File Viewing & Editing

awk

Pattern scanning and processing language for structured text data.

Synopsis

syntax
awk [OPTION]... 'PROGRAM' [FILE]...

Examples

Print first field of each line
awk '{print $1}' file.txt
Print columns 2 and 4 from CSV
awk -F',' '{print $2, $4}' data.csv
Count lines containing 'error'
awk '/error/ {count++} END {print count}' log.txt
Sum first column values
awk '{sum+=$1} END {print sum}' numbers.txt
Print lines 10 through 20
awk 'NR==10,NR==20' file.txt

Common options

FlagDescription
-FSet field separator
-vAssign variable before execution
-fRead program from file
-iInclude awk source library

About awk

The `awk` command pattern scanning and processing language for structured text data. Text viewing and editing commands are fundamental tools in any Linux user's toolkit.

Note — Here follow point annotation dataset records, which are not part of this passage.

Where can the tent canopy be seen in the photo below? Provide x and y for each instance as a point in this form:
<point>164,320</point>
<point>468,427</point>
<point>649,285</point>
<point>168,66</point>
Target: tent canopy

Linux treats almost everything as a file, so the ability to quickly inspect, filter, transform, and edit file contents from the command line is critical. These commands are regularly combined with pipes and redirects to build powerful data-processing pipelines.

The command accepts 4 commonly used flags shown above, though the full set of options is available in the man page (`man awk`). The 5 examples on this page cover typical real-world usage patterns that you can copy and adapt for your own workflows.